The Mors Pilati ("Death of Pilate") legend is a Latin tradition, thus treating Pilate as a monster, not a saint; it is attached usually to the more sympathetic Gospel of Nicodemus of Greek origin. The narrative of the Mors Pilati set of manuscripts is set in motion by an illness of Tiberius, who sends Volusanius to Judea to fetch the Christ for a cure. In Judea Pilate covers for the fact that Christ has been crucified, and asks for a delay. But Volusanius encounters Veronica who informs him of the truth but sends him back to Rome with her Veronica of Christ's face on her kerchief, which heals Tiberius. Tiberius then calls for Pontius Pilate, but when Pilate appears, he is wearing the seamless robe of the Christ and Tiberius' heart is softened, but only until Pilate is induced to doff the garment, whereupon he is treated to a ghastly execution. His body, when thrown into the Tiber, however, raises such storm demons that it is sent to Vienne (via gehennae) in France and thrown to the Rhone. That river's spirits reject it too, and the body is driven east into "Losania", where it is plunged in the bay of the lake near Lucerne, near Mont Pilatus — originally Mons Pileatus or "cloud-capped", as John Ruskin pointed out in Modern Painters — whence the uncorrupting corpse rises every Good Friday to sit on the bank and wash unavailing hands.

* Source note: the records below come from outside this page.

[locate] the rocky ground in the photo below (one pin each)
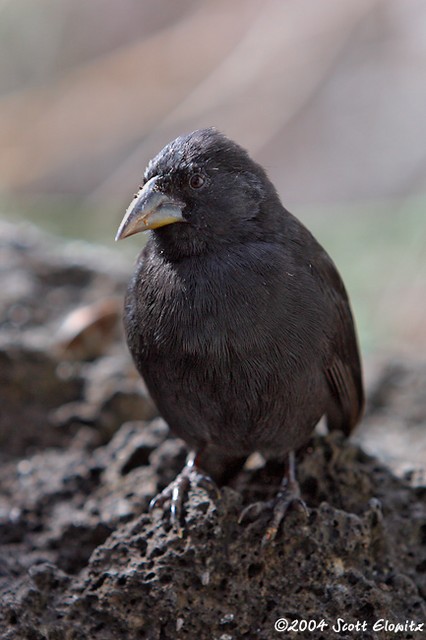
(83, 452)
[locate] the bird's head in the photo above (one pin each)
(200, 190)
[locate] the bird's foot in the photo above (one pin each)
(288, 496)
(177, 491)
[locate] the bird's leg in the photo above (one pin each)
(176, 492)
(288, 495)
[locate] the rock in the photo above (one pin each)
(84, 453)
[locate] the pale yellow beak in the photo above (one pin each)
(150, 209)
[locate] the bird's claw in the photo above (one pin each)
(177, 491)
(287, 497)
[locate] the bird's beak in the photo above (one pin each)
(150, 209)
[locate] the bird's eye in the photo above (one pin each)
(196, 181)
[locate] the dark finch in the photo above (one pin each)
(236, 317)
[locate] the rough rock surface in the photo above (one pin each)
(83, 453)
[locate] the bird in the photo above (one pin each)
(236, 317)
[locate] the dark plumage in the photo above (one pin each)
(236, 317)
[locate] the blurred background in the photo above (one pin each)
(329, 96)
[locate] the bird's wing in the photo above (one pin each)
(343, 369)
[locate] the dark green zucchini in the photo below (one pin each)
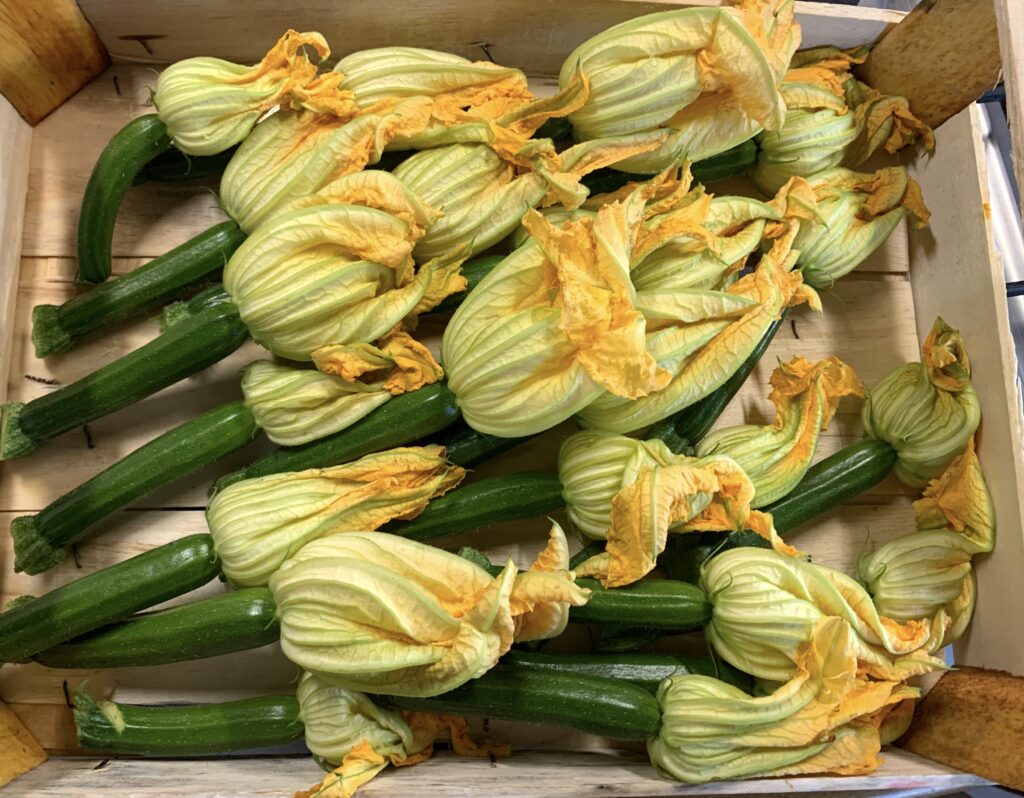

This version combined with anecdotes of Pilate's wicked early life were incorporated in Jacobus de Voragine's Golden Legend, which ensured a wide circulation for it in the later Middle Ages. Other legendary versions of Pilate death exist: Antoine de la Sale reported from a travel in central Italy on some local traditions asserting that after the death the body of Pontius Pilate was driven until a little lake near Vettore Peak (2478 m in Sibillini Mounts ) and plunged in. The lake, today, is still named Lago di Pilato.
In the Cornish cycle of mystery plays, the "death of Pilate" forms a dramatic scene in the Resurrexio Domini cycle. More of Pilate's fictional correspondence is found in the minor Pilate apocrypha, the Anaphora Pilati (Relation of Pilate), an Epistle of Herod to Pilate, and an Epistle of Pilate to Herod, spurious texts that are no older than the 5th century.
The Ethiopian Church recognized Pilate as a saint in the sixth century, based on the account in the Acts of Pilate.
Pilate in later fiction
Plays and movies dealing with life of Jesus Christ often include the character of Pontius Pilate due to the central role he played in the final days of Christ's life. Authors have also found reason to make Pilate a main character and fill in unknown details of his life. Pilate has been interpreted in a number of different ways. At times he was portrayed as a weak and harried bureaucrat. Some portrayals show Pilate as a hard governor who ruled with an iron fist. Also, some authors have portrayed Pilate as a man who sees clearly how the story of Jesus will affect human history. Other writers have portrayed a Pilate oblivious to the significance of the Galilean he condemns to death.